Outre l'aspect commercial de la plongée, je me concentre parallèlement sur le développement de mon organisation à but non lucratif, People of the Water (pownonprofit.org), qui se consacre à changer la relation des gens avec notre monde aquatique à travers mon mantra : Exploration, Éducation et Conservation. Nous sommes des explorateurs dans l'âme ; nous devons explorer l'inconnu et le connu. Nous devons ensuite nous renseigner sur ce que nous avons découvert pour le partager avec d’autres afin d’élargir le bassin de connaissances. La conservation découle de ces deux premières actions, de la même manière que Baba Dioum nous l’a enseigné. Je veux être la pierre jetée dans l’eau, créant un effet d’entraînement qui dure plus longtemps que mon séjour ici. Après près de trois décennies d’éducation et d’encadrement de jeunes Bahamiens locaux et d’étudiants internationaux, je constate les résultats positifs ; Je suis motivé pour élargir davantage le cercle. People of the Water est l’outil qui me permet de jeter une pierre encore plus grosse dans l’eau. Il est organisé pour élargir la conduite et la diffusion de la formation, de l'éducation, de la recherche et des études relatives aux problèmes de l'eau, des océans et de l'environnement affectant les populations et les animaux de ces environnements.

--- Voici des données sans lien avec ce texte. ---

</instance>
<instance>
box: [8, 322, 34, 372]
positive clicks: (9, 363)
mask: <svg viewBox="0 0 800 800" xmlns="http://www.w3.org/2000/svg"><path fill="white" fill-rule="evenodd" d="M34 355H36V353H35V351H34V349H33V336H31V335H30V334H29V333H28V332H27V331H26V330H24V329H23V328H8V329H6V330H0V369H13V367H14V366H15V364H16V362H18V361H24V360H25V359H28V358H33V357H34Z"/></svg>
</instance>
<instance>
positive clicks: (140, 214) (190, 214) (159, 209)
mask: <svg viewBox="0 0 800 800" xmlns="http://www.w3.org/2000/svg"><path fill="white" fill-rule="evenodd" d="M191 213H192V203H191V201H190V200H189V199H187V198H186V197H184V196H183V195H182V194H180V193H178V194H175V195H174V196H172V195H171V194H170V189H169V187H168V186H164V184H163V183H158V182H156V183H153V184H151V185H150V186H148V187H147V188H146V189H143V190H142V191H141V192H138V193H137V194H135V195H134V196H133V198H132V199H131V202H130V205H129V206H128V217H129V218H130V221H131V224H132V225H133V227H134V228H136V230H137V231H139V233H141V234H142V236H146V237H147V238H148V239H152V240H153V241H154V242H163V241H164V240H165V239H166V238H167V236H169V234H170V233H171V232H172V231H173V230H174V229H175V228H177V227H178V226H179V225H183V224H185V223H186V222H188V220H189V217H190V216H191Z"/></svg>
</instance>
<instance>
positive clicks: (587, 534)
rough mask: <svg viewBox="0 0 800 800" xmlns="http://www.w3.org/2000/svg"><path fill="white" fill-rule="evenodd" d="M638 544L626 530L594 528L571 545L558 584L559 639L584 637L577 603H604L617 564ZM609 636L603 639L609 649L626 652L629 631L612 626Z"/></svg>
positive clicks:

Beaucoup me demandent d’écrire un livre ; dans le passé, j'aurais dit que c'était en train de se faire. Il est maintenant prêt, mais je ne peux pas confirmer quand il sortira. J'ai un emploi du temps chargé ; pour l'instant, il reste sur mon disque dur en attendant le moment où je serai prêt à entreprendre la tâche complexe de trouver la bonne personne pour le publier.
Cet article a été publié dans Scuba Diver Amérique du Nord US #11.